Apache Flume is an open-source, powerful, reliable and flexible system used to collect, aggregate and move large amounts of unstructured data from multiple data sources into HDFS/Hbase (for example) in a distributed fashion via it’s strong coupling with the Hadoop cluster.
Flume is dying or dead, because of
- Performance The processing speeds of Apache Flume is dependent on the buffer channel, which realistically cannot process upwards of a million events in most use-cases
- Order of events There is no guarantee that the events would be received by the sink in the same order it was sent from the client, which for some use-cases is absolutely unacceptable.
- Duplicate data There is a chance that some of the events are duplicated and sent more than once, that can at best be ignored, but on the other hand, can be disastrous.
flume OG(old generation)
flume OG utilizes architecture in layer: Agent, Collector and Storage
Agent
agent collect data to generate data flow
- collect data
- push sources extern system push data to flume
- polling sources
flume collects data from extern system with polling
Collector
collector aggregate data
Storage
Storage is an storage system, it can be file, hdfs, hive, hbase or other distributed storage system
Master
master coordinate and configure agent and collector flume implement multi-master and ZooKeeper to keep configuration consistency and high availability
flume NG(new generation)
consist of source, sink and channel
- basic components
source
extract data from data geenrator and send data to one or more channel in flume event format. The extraction process can be event-driven or through frequent polling and is conducted by source-runners.
channel
it is a temporary storage container. The type of channel used is based upon a single factor, i.e. event reliability. Flume follows a transactional approach and doesn’t remove the event from the channel until it is moved into the sink and has received a confirmation from the subsequent sink runner.

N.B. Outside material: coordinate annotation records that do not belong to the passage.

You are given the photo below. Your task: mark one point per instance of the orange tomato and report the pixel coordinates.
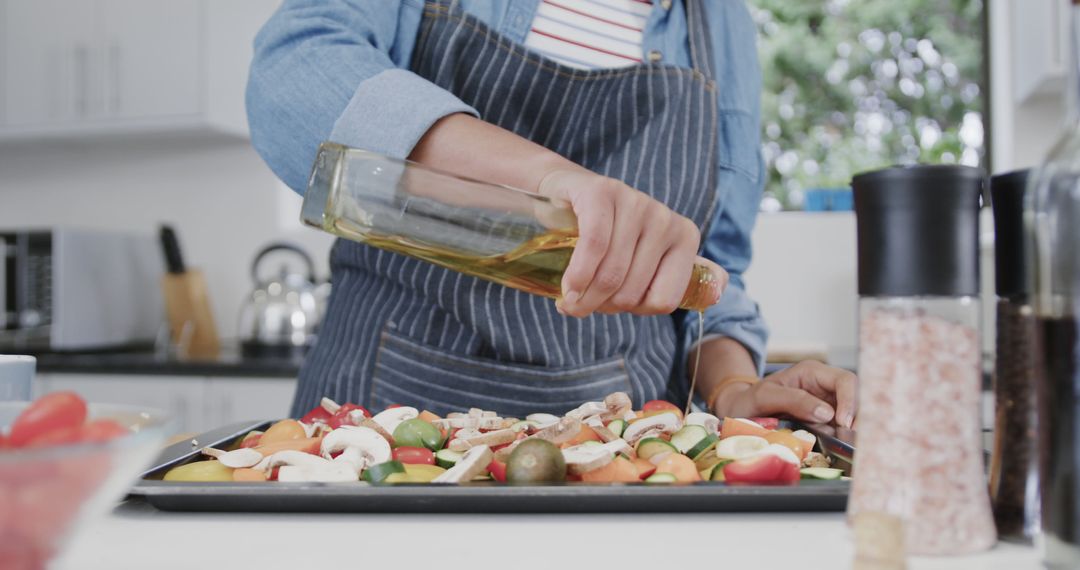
(283, 431)
(619, 471)
(788, 440)
(741, 426)
(679, 465)
(248, 475)
(585, 434)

- MemoryChannel higher performance but are also highly volatile and easily susceptible to failures
- JDBC performance is slowest but it provides the highest security against failures
- FileChannel it save data to disks to keep data completeness and consistency, it has moderate performance and is moderately secure against failures.
sink
send data to storage system (HDFS, Hbase, Hive, Elasticsearch etc.) in specified time interval
- Fan In vs Fan Out
1) Fan In
consolidate data from multiple sources on-the-fly
2) Fan Out
bifurcation of the flow. The fan-out feature hast two options, i.e. replicating and multiplexing.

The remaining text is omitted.